René Padilla, PhD, OTR/L, FAOTA, associate professor of occupational therapy and vice provost for Global Engagement at Creighton, says the Dominican Republic ILAC program has provided generations of Creighton students with a pathway to understanding global issues.
“In many ways, it has been a ‘lab’ in which Creighton University has learned how to live out its global mission in very practical yet transformative ways,” he says.
“From its inception, ILAC has created spaces for us to learn what it truly means to accompany the poor and to cultivate a sense of equal exchange rather than a hierarchy based on what we have, and the poor don’t.”

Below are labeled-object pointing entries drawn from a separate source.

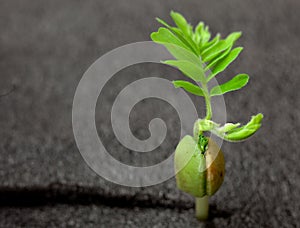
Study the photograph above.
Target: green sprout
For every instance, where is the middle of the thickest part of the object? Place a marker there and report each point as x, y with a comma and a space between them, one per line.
201, 58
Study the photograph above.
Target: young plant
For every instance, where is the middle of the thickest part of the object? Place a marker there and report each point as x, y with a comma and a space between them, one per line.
199, 162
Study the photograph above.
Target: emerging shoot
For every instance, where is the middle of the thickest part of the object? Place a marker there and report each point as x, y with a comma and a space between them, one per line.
201, 57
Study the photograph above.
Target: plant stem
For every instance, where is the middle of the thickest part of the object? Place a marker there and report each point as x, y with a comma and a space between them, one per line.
201, 208
207, 102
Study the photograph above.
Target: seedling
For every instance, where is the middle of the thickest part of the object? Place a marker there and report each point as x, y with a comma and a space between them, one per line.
201, 58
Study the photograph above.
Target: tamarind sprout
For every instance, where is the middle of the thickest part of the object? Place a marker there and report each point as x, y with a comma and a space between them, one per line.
198, 172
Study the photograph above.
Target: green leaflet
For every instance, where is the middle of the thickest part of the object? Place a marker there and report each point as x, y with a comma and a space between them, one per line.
246, 131
215, 60
203, 33
189, 87
181, 23
224, 62
228, 127
211, 43
236, 83
183, 54
187, 40
193, 48
222, 45
191, 70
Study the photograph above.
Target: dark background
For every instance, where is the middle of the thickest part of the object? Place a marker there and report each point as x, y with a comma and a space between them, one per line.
46, 46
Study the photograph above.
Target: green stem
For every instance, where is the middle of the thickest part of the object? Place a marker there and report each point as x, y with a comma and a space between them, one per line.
207, 102
201, 207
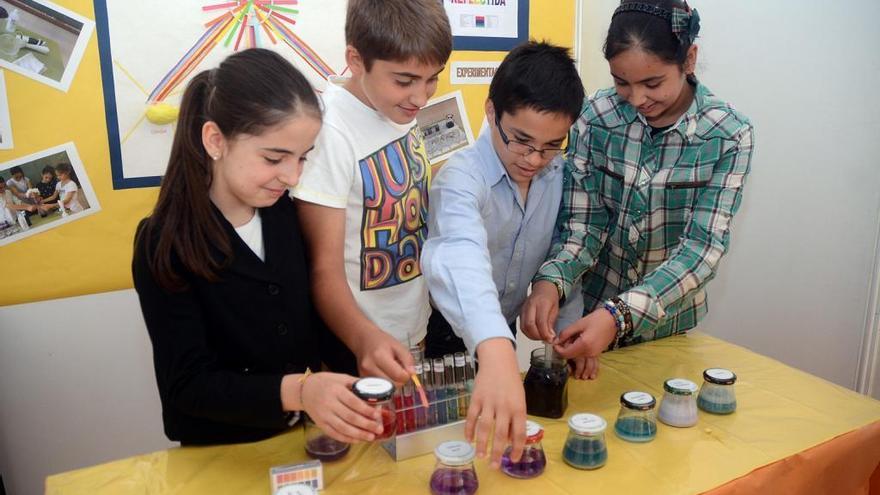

A key lesson, Padilla says, has been that charity and justice are intertwined.
“They are not opposite poles on a continuum, but rather two parts of a whole,” Padilla says. “Participants in our programs must wrestle with when it is appropriate to serve through individual acts, and when collective actions are needed; how a response to immediate needs must also contribute to long-term solutions; and why the immediate gratification of resolving a symptom must nurture persistence in addressing the root causes of social injustice.”
The Centro de Educación para la Salud Integral (CESI or Misión ILAC), Creighton’s partner in the Dominican Republic, is a nonprofit organization that serves rural communities, especially in the area of health care where it promotes the physical, emotional and spiritual health of participants through preventative health programs, education, agriculture, and surgical assistance to individuals of limited economic resources. It was founded in 1973 by two young Jesuit priests.
The ILAC curriculum and program are specifically designed to make it easy for students of all majors and all colleges to participate. Program offerings range from service and immersion experiences to international health care rotations, to a full semester academic service-learning program, and other opportunities.